3. After a 3rd DUI – it will usually be a felony offense: a minimum jail sentence of 6 months to 2 years is likely; a driving license will be suspended for at least 3 years; and in some cases an Ignition Interlock device will be required for several years to life in order to still legally drive.

4. Driving under the influence with an extremely high BAC: The prosecution attorney may very well consider the DUI or DWI case a felony with far more severe consequences for a driver that tested for a blood alcohol level far above the legal .08 BAC limit. This is another reason why every DUI arrest needs to be professionally reviewed free and online with us as soon as possible, so valuable time is not lost and a proper defense can be made to fight the charges successfully in court.

5. With what the new misdemeanor and felony laws for DUI are now in every state, nearly every driver who enters a guilty plea or gets convicted for a driving under the influence offense – must put an Ignition Interlock device in their car their license is given back and the suspension time period ends. How this car Breathalyzer machine works, is before a driver can start the vehicle, they must blow into the Interlock device and pass the preset alcohol BAC limit of the machine. When any amount of alcohol is detected on a driver’s breath, the car will not start and the failure will be recorded. It is also important to mention, that many of the newer Interlock device now also come with a mounted camera installed on them, to help verify the driver’s identity and that someone else is not blowing into the car Breathalyzer Ignition Interlock machine.

How to Defend Against a Felony DUI Charge?

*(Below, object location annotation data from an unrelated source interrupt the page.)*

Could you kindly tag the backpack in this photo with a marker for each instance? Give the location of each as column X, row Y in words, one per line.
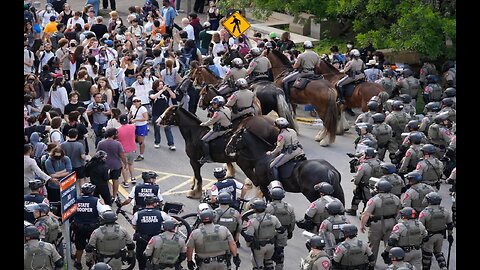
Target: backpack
column 243, row 49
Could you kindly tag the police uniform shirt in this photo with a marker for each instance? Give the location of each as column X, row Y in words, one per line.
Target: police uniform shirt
column 144, row 193
column 229, row 185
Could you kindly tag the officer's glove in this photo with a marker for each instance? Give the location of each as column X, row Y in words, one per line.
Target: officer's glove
column 191, row 265
column 450, row 239
column 386, row 258
column 237, row 261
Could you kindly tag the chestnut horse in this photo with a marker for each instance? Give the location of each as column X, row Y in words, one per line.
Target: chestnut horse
column 362, row 92
column 320, row 93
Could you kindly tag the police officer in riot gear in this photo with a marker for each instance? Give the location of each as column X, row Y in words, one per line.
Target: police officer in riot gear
column 317, row 258
column 408, row 234
column 413, row 197
column 241, row 101
column 225, row 184
column 286, row 215
column 390, row 175
column 353, row 253
column 147, row 223
column 166, row 250
column 379, row 215
column 396, row 256
column 317, row 211
column 437, row 221
column 213, row 245
column 288, row 147
column 39, row 254
column 369, row 167
column 228, row 216
column 260, row 233
column 109, row 242
column 86, row 219
column 331, row 227
column 34, row 197
column 147, row 189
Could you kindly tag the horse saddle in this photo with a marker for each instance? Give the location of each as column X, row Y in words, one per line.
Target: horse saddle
column 285, row 171
column 302, row 81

No matter if it for a misdemeanor or far more serious felony offense for a DUI charge, we can help fight the results of the collected breath or blood test results, as well as other facts such as the reason why a driver was stopped or pulled over in the first place. There are always a number of valid ways how to defend against the charges and win for a case dismissal, which will always come down to events of what exactly happened during each person’s unique arrest circumstances.

How we do this is, after a driver submits their arrest details online to us, we carefully review and analyze all the information for defenses such as any possible violation of a driver’s rights which could potentially result in getting even felony DUI charges getting dismissed in court. Some of the most important facts about the details will include:

  • Was there another valid reason for why an officer thought a person was driving erratically or swerving?
  • If the prosecution have any witnesses against a driver, how reliable are they?
  • Is there enough reasonable evidence to prove a driver was over the legal alcohol limit at the exact time they were driving or pulled over?
  • Was a driver’s rights violated at any point by police either at the traffic stop itself, or the DUI tests afterwards?